Mauro Naves participou de uma conversa no podcast Qualé, Moré?, de Ivan Moré, e falou, pela primeira vez, os bastidores de sua polêmica saída da Globo, após 32 anos. Na emissora, inclusive, ele se consolidou como um dos maiores nomes do jornalismo esportivo brasileiro.

“Foi triste e vexatório ser anunciado no Jornal Nacional. Não anunciou ali que eu estava demitido, mas a forma [com que a Globo] falou ali eu entendi que não iria ter volta”, confessou o repórter, que teve seu nome divulgado em nota no Jornal Nacional.

Cabe lembrar que ele foi afastado porque forneceu o telefone de Neymar da Silva Santos, pai de Neymar, ao advogado José Edgard Bueno, em troca de uma posterior entrevista exclusiva.

A Globo viu “evidências de que suas atitudes [as de Naves] neste caso contrariaram a expectativa da empresa sobre a conduta de seus jornalistas”, afirmou a nota da emissora, na época.

“Quando eu vi aquilo [no Jornal Nacional] é óbvio que você baqueia. Eu já achava que era um caminho sem volta. Você já começa a amadurecer a ideia [de demissão], continuei com a consciência limpa, não fiz nada que agredisse moralmente ou eticamente a TV, mas houve entendimento deles de que eu tinha que ter avisado”, contou a Ivan Moré.

Em sua longeva trajetória profissional, Mauro Naves participou de momentos históricos do esporte brasileiro, como a cobertura de seis edições da Copa do Mundo e fez a última entrevista de Ayrton Senna no Brasil.

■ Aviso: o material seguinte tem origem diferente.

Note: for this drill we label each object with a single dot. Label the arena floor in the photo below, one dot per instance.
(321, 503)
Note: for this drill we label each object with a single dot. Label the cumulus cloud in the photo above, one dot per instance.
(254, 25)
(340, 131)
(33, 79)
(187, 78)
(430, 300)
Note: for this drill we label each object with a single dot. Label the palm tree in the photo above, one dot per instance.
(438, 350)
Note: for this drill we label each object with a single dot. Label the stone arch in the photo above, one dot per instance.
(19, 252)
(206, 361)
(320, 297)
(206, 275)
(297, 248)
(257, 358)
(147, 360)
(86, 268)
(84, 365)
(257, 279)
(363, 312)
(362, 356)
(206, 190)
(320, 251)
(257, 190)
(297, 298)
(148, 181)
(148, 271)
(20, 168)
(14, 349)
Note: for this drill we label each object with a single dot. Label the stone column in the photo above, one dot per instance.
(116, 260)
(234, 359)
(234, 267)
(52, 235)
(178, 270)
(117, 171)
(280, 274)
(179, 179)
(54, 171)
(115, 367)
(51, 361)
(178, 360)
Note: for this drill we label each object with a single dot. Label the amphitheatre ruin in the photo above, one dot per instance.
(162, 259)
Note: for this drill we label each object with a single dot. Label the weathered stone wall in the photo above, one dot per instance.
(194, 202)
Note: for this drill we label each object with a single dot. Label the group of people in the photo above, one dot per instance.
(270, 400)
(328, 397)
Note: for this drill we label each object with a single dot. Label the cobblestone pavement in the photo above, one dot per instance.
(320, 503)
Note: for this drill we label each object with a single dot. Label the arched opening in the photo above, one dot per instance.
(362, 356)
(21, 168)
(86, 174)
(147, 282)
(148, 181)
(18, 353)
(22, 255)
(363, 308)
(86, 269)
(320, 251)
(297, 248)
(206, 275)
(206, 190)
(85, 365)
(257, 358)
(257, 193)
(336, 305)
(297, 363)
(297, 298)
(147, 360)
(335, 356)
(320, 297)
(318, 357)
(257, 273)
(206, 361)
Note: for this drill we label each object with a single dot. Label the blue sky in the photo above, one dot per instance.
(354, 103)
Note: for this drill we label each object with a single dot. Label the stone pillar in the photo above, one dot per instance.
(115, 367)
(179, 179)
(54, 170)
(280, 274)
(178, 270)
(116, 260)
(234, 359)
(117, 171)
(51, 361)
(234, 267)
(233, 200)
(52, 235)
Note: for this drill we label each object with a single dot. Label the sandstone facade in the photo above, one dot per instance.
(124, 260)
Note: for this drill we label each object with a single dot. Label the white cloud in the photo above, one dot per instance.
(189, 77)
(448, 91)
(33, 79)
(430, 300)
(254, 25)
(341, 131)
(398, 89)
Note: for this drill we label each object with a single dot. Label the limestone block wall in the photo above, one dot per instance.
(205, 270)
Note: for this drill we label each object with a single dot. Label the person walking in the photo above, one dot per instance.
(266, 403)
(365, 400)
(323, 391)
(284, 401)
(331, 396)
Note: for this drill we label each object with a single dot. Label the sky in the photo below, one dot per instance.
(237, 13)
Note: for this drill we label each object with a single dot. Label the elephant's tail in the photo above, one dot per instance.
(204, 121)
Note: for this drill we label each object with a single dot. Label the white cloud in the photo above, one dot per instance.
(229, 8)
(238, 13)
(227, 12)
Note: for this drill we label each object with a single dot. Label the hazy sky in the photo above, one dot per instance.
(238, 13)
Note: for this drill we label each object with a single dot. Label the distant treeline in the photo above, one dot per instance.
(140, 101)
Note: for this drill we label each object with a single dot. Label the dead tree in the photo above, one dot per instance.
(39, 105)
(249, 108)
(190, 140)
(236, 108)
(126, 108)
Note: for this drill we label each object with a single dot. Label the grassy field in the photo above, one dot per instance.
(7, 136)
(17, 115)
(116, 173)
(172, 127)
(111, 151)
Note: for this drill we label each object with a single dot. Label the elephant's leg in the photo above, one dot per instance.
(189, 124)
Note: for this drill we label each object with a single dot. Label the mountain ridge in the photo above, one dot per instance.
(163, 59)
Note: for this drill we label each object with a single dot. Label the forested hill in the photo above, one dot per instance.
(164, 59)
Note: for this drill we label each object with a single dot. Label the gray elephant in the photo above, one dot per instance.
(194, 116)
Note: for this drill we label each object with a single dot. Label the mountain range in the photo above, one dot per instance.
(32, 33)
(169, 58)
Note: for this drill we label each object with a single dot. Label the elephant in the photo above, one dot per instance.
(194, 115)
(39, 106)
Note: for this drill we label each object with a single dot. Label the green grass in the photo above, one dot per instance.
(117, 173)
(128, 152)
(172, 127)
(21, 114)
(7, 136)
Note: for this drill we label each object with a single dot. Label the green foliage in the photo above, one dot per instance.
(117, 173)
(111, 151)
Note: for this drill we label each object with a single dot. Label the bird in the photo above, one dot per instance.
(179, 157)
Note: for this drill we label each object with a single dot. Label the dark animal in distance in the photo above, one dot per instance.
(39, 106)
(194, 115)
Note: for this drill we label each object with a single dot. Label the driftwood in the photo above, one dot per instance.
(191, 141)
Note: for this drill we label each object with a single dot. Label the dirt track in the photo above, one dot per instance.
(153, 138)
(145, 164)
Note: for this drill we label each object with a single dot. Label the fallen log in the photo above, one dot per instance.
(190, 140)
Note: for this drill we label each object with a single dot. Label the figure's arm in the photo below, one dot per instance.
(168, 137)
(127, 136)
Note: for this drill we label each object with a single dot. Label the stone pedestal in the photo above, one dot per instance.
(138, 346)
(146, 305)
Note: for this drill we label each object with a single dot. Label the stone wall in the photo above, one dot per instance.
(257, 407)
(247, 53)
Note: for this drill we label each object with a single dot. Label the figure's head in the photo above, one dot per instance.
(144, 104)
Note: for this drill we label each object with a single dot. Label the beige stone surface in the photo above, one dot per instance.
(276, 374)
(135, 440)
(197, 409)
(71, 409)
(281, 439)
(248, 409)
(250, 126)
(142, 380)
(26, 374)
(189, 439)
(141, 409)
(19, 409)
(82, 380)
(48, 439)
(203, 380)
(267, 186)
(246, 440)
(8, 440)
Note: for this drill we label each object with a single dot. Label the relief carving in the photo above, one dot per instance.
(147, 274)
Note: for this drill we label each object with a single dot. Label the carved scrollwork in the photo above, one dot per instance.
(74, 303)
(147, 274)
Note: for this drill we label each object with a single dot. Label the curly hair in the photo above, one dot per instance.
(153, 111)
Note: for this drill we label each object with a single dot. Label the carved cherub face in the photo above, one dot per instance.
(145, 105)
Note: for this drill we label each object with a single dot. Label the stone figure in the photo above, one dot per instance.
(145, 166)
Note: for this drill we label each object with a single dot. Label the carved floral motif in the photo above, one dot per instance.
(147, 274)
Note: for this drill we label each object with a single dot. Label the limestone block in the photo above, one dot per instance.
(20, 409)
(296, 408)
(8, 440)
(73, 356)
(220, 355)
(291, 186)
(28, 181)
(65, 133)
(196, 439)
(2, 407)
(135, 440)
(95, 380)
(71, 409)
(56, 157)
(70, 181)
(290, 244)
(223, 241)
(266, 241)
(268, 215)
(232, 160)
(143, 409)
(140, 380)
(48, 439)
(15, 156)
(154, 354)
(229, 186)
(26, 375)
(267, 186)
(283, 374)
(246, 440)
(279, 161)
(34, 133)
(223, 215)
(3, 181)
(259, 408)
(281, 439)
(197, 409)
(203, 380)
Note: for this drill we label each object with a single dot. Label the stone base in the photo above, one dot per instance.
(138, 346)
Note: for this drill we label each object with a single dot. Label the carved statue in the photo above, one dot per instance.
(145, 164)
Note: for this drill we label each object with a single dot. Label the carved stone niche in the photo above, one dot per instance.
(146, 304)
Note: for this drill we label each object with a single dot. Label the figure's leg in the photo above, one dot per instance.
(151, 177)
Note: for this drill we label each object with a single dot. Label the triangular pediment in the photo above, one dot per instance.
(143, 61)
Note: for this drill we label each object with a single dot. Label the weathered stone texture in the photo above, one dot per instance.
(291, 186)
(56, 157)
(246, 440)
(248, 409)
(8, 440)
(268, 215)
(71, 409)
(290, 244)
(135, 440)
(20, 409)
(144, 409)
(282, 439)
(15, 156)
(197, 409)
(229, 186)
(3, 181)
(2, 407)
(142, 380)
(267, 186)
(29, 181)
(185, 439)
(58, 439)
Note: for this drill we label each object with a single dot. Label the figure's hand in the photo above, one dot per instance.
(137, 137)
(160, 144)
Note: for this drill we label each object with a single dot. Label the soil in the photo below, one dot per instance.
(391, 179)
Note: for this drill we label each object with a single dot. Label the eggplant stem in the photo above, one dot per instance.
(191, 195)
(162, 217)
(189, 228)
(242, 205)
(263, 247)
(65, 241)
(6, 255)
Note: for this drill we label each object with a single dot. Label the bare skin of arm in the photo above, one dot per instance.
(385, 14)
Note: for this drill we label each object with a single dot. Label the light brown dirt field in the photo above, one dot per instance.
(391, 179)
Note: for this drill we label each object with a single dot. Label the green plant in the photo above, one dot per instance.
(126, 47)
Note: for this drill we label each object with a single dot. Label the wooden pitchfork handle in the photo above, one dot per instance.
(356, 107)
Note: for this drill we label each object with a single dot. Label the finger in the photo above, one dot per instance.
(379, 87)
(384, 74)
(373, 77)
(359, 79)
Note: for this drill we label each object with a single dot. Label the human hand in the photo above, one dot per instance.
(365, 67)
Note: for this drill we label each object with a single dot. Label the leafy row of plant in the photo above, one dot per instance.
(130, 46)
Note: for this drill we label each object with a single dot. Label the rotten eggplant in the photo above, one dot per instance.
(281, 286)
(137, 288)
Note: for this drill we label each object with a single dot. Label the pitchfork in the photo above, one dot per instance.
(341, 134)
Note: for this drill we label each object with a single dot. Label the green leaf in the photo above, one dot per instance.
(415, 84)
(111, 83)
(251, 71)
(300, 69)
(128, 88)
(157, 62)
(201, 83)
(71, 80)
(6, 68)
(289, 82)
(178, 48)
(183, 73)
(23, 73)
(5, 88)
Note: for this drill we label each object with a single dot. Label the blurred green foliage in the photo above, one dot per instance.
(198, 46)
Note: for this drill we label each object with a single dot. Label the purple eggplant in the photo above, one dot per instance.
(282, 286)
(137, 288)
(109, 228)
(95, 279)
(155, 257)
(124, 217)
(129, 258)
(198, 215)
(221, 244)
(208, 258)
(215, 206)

Antes de iniciar a carreira como jornalista, ele trabalhou no mercado financeiro e chegou a dizer não ao primeiro convite da Globo.

No papo, o famoso falou que Rivaldo ficou incomodado com uma suposta predileção de Galvão Bueno por Ronaldo Fenômeno na Copa do Mundo de 1998. Ele disse que, antes da semifinal da competição, o ex-jogador procurou o então repórter do canal carioca para fazer uma reclamação.

“Na Copa de 1998, quando o Ronaldo estava arrebentando, o Brasil iria jogar pela segunda vez em Marseille [na França], era semifinal. O Brasil se hospedou a uns 50 quilômetros de lá, pra não ficar com buxixo e tal. Eu fui destacado pra ir fazer a cobertura. Quando acabou o jantar, o Rivaldo me chamou de canto“, relatou o jornalista.

“Rivaldo falou assim: ‘Ô Mauro, será que o seu narrador pensa que não tem televisão lá no Recife?’ Aí eu respondi: ‘Como, Rivaldo? É claro que ele sabe que tem televisão no Recife’. Ele falou seu narrador, ele nem falou o nome [do Galvão]. Aí eu perguntei: ‘Por que, Rivaldo?’. ‘Porque ele não fala meu nome, só fala o nome do outro [Ronaldo]'”, revelou ele.